I hope that helps a little

Erin


----------



## good buddy (Feb 20, 2007)

EMarie said:


> Christy -
> 
> ok, well the k-9 II is a force dryer...I use it on Strut (Nor. Elkhound) and Pirelli since she is cut shorter. There is a fine line as to when the hair is to long to and the force dryer will just tangle the hair...I just got that dryer recentley...the oster is a stand dryer - I use it for fluff drying clients dogs like poodles or when a dog has long hair I use it to line dry their hair. Two different dryers, you need to decide which you need and go with that one. With my business growing I needed both. But for the Havanese I got the Oster first.
> I hope that helps a little
> ...


I think a little light just went on in my head! I was thinking "force" was like "sooper-dooper" or "new and improved"! It sounds now like "force" means it dries by using STRONG forceful air currents! LOL! Sorry, I guess I just didn't get that at first! Ok, if I do have this right, then a stand dryer is on a stand...uh but is there anything else I should know about it? You are building a buisness, where I am nearly wanting a dryer for my one little Hav. (I'm not completely saying there won't be two someday!) My goal is to get a dryer for a Hav in full coat--maybe two! Hmmm maybe one I would want to show. *shhhhhhh don't tell anyone!

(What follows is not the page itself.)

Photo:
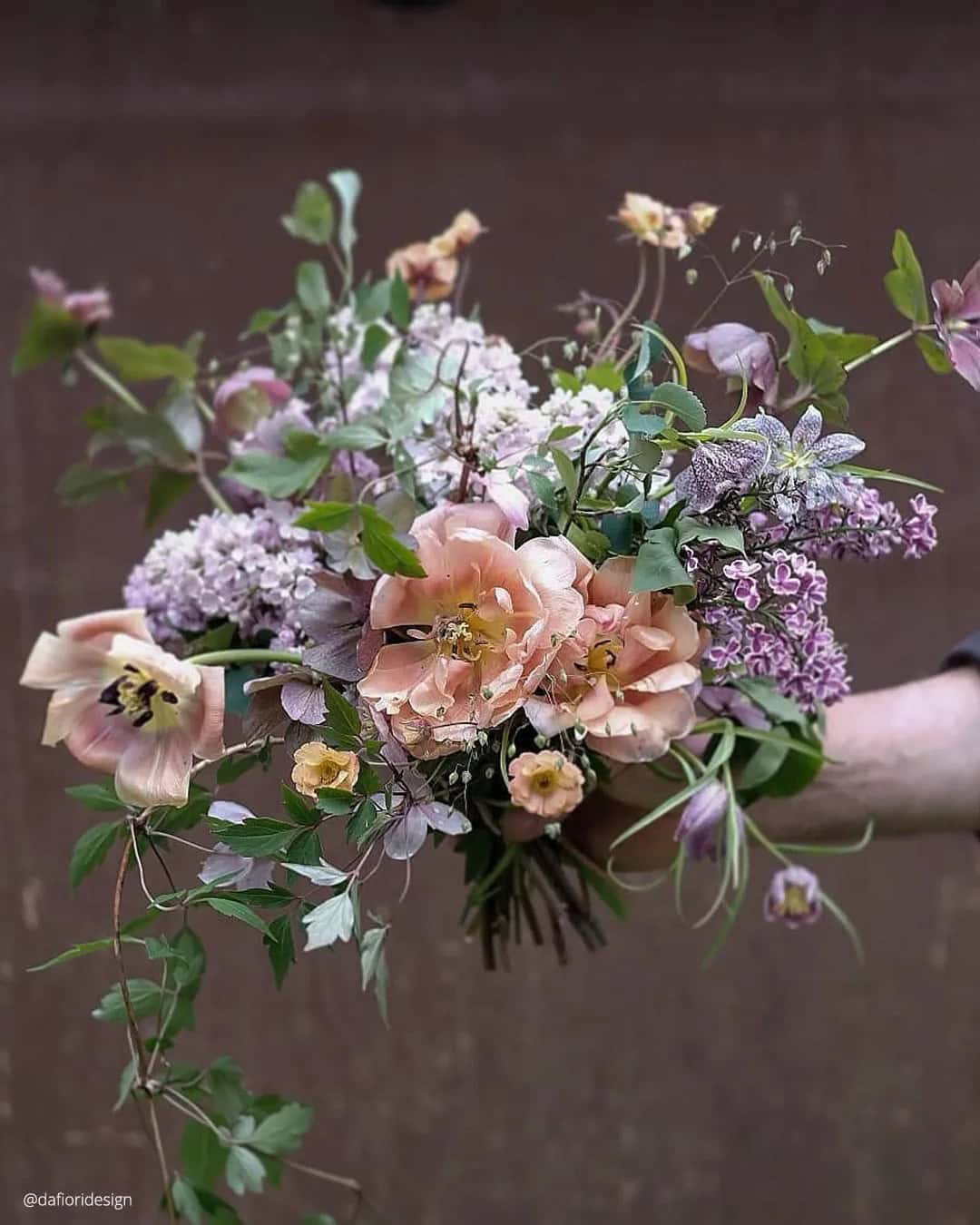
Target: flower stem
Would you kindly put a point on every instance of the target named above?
(884, 347)
(247, 655)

So..what would you say would be a good choice for me?


----------



## SMARTY (Apr 19, 2007)

Today's drying was a little easier than in the past. It is so warm here I usually do not dry, but seeing everyone thinks it is the thing to do I have been trying thinking when winter comes I really should know how to dry her. Well, today we went on the porch as usual to comb and dry with my hair dryer. I got our old osculating fan for me and guess what; it cut her drying time in half. The fan did a lot of the work and kept me cool.


----------



## Thumper (Feb 18, 2007)

*sigh*

I really need a new dryer now! LOL

I'm using a travel dryer from Sharper Image (My dryer) to dry Gucci, and it has a warm setting, which doesn't get too hot. But I really need one with a stand.

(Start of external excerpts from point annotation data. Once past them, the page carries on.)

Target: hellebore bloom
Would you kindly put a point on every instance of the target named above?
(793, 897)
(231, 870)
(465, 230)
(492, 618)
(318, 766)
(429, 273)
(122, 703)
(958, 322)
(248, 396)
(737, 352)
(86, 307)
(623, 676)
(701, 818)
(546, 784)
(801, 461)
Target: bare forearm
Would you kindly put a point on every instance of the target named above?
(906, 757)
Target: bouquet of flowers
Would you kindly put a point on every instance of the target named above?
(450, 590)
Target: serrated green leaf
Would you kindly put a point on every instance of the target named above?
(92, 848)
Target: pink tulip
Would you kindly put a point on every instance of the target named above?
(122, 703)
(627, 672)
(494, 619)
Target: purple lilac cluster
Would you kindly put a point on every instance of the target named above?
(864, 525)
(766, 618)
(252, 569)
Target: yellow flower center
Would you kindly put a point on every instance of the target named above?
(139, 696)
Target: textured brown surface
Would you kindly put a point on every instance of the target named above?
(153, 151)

I DO think it would make the grooming process SOOOO much easier. I am always having to cut the dryer off and set it down to brush or treat  I need 3-4 hands! lol

I used to have the kids help me, but sometimes.....that could be more of a hassle than a help.

Kara


----------



## EMarie (Apr 11, 2007)

ok Christy
Then I would go with a stand dryer...yes it is on a stand, the nozzle at the end moves around 365 degrees so you can direct the air to where you need it. They oster dryer that I have has 4 different heat levels, on, low, med and high. I usually use low or med. I want to say the dryer I have was 350 dollars, but I didn't not buy it, I am still young enough I asked my parents for it for christmas  I do believe it was worth the money...it takes me about 1.5 hours from bath to hair being pulled up to finish grooming Priss now. And not to mention I can use 2 hands instead of one with the dryer and one with the brush!!!!

Erin


----------



## good buddy (Feb 20, 2007)

Thank you for your advice! I'm hoping to get my dryer for Christmas too! The only difference is I will know the cost and will most likely order it and wrap it for myself! :laugh: :whoo:


----------



## EMarie (Apr 11, 2007)

well, I would have but I did e-mail the site, and actually product number to my mom who did the leg work. However you get it, the dryer is worth the extra time you save and how easy it make getting them dry...I don't know about you but I can't seem to just let them air dry....Go Figure....I hope you get what you want.

Erin


----------



## good buddy (Feb 20, 2007)

I can't either! I just love the fluffy look! When Winter's here, who wants a wet, chilly doggie? With a shorthair dog you can rub them up real good with a towel, but I think a Hav would just end up a ball of tangles!


----------



## EMarie (Apr 11, 2007)

You are right about that...I don't know how I bathed the girls every week before the dryer!!!
Erin


----------



## Paige (Sep 12, 2006)

I have the Metro dog house dryer. I've had it for about 6 months now, before that I used my hair dryer. I like it, it doesn't have heat, but does get warm from the motor. It's alot eaiser than using my blowdryer, and it really blows(lol, that just doesn't sound right) I saw where you can get a hose clamp, that attaches to your grooming table if you want both hands free. I bought mine through petedge for about $45.00, so it's alot cheaper than the others. http://grooming.petedge.com/Metro-A...tegoryId=190&categoryId=191&subCategoryId=263


----------